Riders’ Duke Williams: ‘The last two years I was in the CFL — by far I was the best deep threat’

Just call him Duke ‘deep ball’ Williams.

The prized Saskatchewan Roughriders free agent signing has a quiet confidence about him and his ability to haul in footballs, especially down the field.

“The last two years I was in the CFL — by far I was the best deep threat, I can say that. 2017 and 2018 I was the best deep ball threat, no argument in that,” Williams said.

“It ain’t going nowhere, that’s what I do. I mean that in the most humblest way ever. This year I can’t say that because I haven’t run the deep ball at all.”

Williams has played 31 career CFL games recording 134 receptions for 2,294 yards and 15 touchdowns, averaging an impressive 17.1 yards per catch. During the only full season the six-foot-three, 225-pound pass catcher played north of the border, he recored 88 receptions for a three-down league-leading 1,579 yards and 11 touchdowns in 18 games.

“He’s a committed football player, football is his life, that’s what he lives to do. Three things: commitment to his craft, toughness and being physical in how he plays, you can never go wrong adding a guy like that,” head coach Craig Dickenson said.

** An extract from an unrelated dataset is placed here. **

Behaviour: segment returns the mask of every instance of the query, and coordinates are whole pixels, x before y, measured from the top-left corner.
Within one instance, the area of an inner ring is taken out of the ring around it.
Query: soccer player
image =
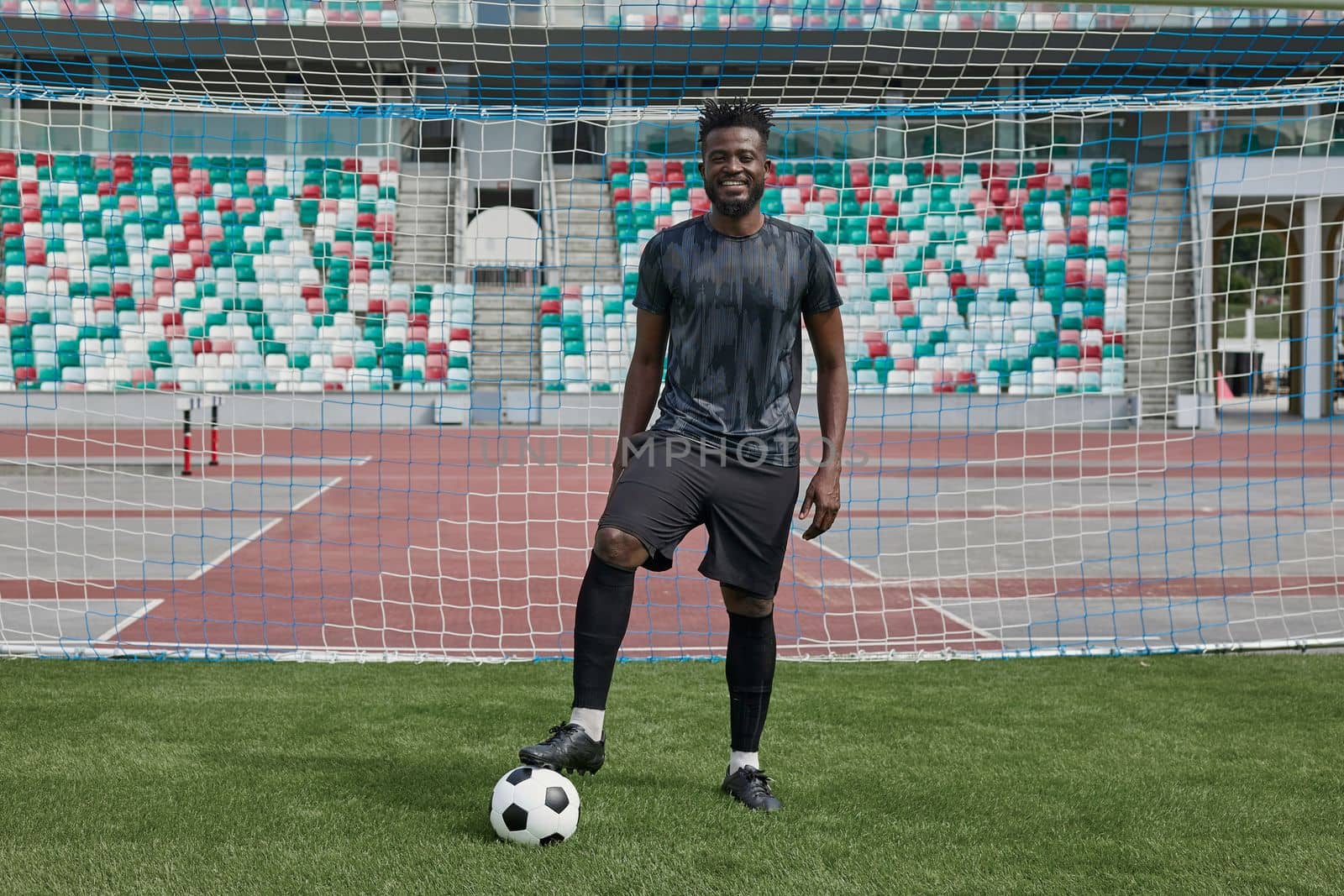
[[[798,510],[798,519],[814,513],[804,539],[829,529],[840,509],[848,404],[831,257],[812,231],[761,212],[774,165],[766,159],[771,114],[746,102],[704,103],[700,172],[712,211],[668,227],[644,249],[620,449],[574,615],[573,715],[519,751],[524,763],[556,771],[602,767],[602,721],[634,571],[669,570],[685,533],[704,525],[710,545],[700,572],[719,582],[728,611],[732,740],[723,790],[767,811],[781,803],[761,771],[758,744],[774,680],[774,594],[798,500],[800,321],[817,359],[823,435],[820,466]],[[655,402],[660,415],[645,431]]]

“We’re planning on putting him out there and letting him do his thing.”

The Los Angeles native caught a game-winning TD in his NFL debut with the Buffalo Bills and notched a 100-yard receiving day with six catches for 108 yards in Week 16 of the 2019 season. He spent parts of the last three years in the NFL and was waived by the Bills with a hamstring injury in August after earning nearly $700,000 over two seasons in Western New York.

“I was surprised, but I learned that you can’t stress over what you can’t control. Josh [Allen] gave me high praises, he knew what I could do. The coaching staff knew what I could do, but it’s a business decision,” Williams said.

“It had to be a business decision, it wasn’t a no talent situation, it was just a business decision. I’m thankful for the Bills for the opportunity they gave me and it’s no bad mouth about them — they’re a great organization as you can see right now.”

The Riders reached out to Williams immediately following his release from Buffalo. He waited over one month for another NFL contract to come his way, but after it didn’t materialize the green and white became an easy choice because of connections to defensive back Nick Marshall, receiver Ricardo Louis and the most key was offensive coordinator Jason Maas.

“I’ve been keeping up with the Riders since game one, so I was already watching games while I was in mini-camp and I had an idea of where I was going to come to. I already said if the NFL didn’t work out for me, I was going to be a Rider,” Williams said.

“It’s not about money, it’s about actually leaving a legacy and I couldn’t leave a legacy on a practice squad in the NFL. I had to make a business decision to go to where I was loved, where they were actually going to play me and use my talents.”

Maas knows how to deploy Williams and utilize his unique skillset while his new quarterback Cody Fajardo can already see why he was a CFL all-star the last time he was on the field in Canada.